Federarroz prevê dificuldades ainda maiores para próximo ano


 

Os atuais problemas de seletividade de crédito e comercialização enfrentados pelo arrozeiro deverão ocorrer novamente no próximo ano. Esses assuntos foram abordados pela Federação das Associações de Arrozeiros do Estado do Rio Grande do Sul (Federarroz), na terça-feira, 18, durante reunião em Brasília da Câmara Setorial do Arroz, do Ministério da Agricultura, Pecuária e Abastecimento (Mapa).

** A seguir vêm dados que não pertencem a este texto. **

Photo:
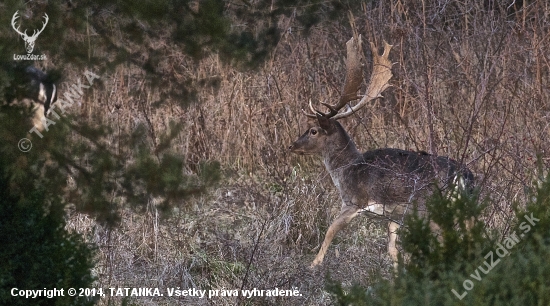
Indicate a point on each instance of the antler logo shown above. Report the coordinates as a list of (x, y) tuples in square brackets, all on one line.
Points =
[(29, 40)]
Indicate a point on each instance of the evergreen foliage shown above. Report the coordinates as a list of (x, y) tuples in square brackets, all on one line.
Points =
[(481, 268)]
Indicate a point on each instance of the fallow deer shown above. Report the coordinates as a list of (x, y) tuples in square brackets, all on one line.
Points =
[(382, 182)]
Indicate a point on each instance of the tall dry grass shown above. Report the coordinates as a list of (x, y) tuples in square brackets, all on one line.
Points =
[(470, 82)]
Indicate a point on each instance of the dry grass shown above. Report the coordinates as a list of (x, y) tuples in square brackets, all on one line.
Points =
[(473, 87)]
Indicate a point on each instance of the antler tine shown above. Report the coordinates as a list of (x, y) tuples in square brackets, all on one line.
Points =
[(381, 74), (13, 20), (354, 77)]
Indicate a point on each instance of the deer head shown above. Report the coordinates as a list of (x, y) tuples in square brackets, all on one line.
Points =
[(29, 40), (329, 133)]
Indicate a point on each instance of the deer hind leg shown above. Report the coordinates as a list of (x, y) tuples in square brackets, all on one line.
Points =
[(346, 215), (392, 242)]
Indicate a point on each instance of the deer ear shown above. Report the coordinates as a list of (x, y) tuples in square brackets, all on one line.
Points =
[(324, 122)]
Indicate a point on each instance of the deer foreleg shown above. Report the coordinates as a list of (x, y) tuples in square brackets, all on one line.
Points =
[(346, 215)]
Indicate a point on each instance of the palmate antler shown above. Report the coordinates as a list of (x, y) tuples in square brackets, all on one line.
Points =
[(381, 74)]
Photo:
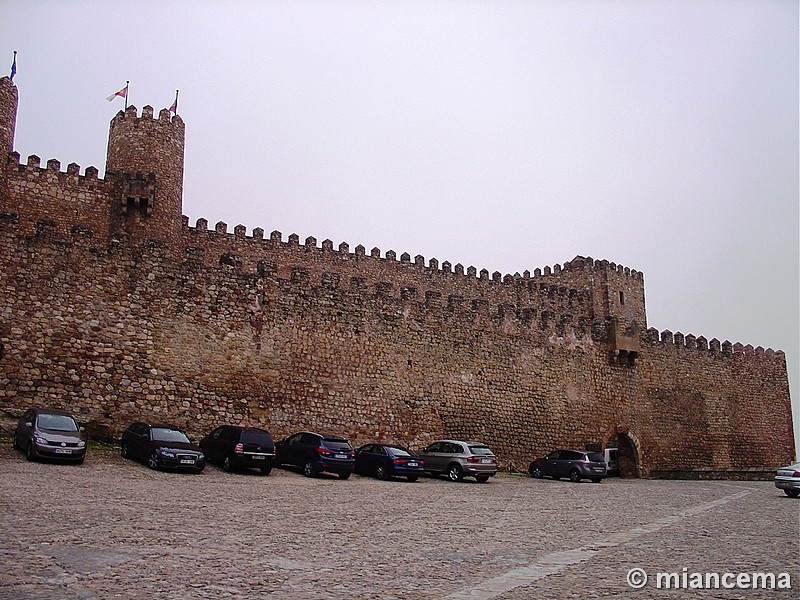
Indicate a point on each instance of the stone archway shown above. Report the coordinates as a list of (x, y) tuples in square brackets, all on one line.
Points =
[(628, 456), (627, 446)]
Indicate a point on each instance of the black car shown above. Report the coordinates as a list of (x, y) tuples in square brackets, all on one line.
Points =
[(161, 447), (575, 464), (385, 461), (316, 453), (234, 448), (50, 433)]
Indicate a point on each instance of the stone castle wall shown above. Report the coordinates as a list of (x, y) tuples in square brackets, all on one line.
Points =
[(127, 333), (113, 307)]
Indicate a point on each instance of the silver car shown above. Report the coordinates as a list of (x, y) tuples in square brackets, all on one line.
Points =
[(788, 480), (459, 459)]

A entidade também agradeceu a atuação do Ministério acerca dos alongamentos junto ao Banco do Brasil e as confirmações que deverão ocorrer nos casos dos bancos, Banrisul, Sicredi e Caixa Econômica Federal, mas salientou novamente a descapitalização que o setor vem sofrendo nas últimas safras.

O presidente da Federarroz, Henrique Dornelles, afirmou que a entidade iniciará um alerta aos produtores de arroz do Brasil e países vizinhos sobre os problemas a serem enfrentados pelo setor no próximo ano mediante apresentação de diagnóstico.

“A previsão é de preços não remuneradores no primeiro semestre de 2018 e um segundo semestre tão apertado como o que estamos vivenciando neste ano, em função de expectativa de aumento dos estoques de passagem do Mercosul e mercado internacional relativamente pouco valorizado”, destacou.

A Federarroz prevê que se não houver uma redução na área plantada com o arroz no Mercosul, mínimo de 250 mil hectares no Brasil, e 50 mil hectares no Paraguai, Uruguai e Argentina, o setor entrará em uma espiral muito negativa, similar aos anos de 2011 e 2012.

“O indicativo é que no final da atual temporada, safra 2016/2017, sobrou em estoque 1,4 milhão de toneladas no Brasil. Caso a área se mantenha, para o próximo período 2017/2018 deverá sobrar o mesmo volume, podendo resultar em estoque de passagem superior a 2 milhões de toneladas, volume extremamente nocivo ao setor produtivo”, enfatizou Dornelles.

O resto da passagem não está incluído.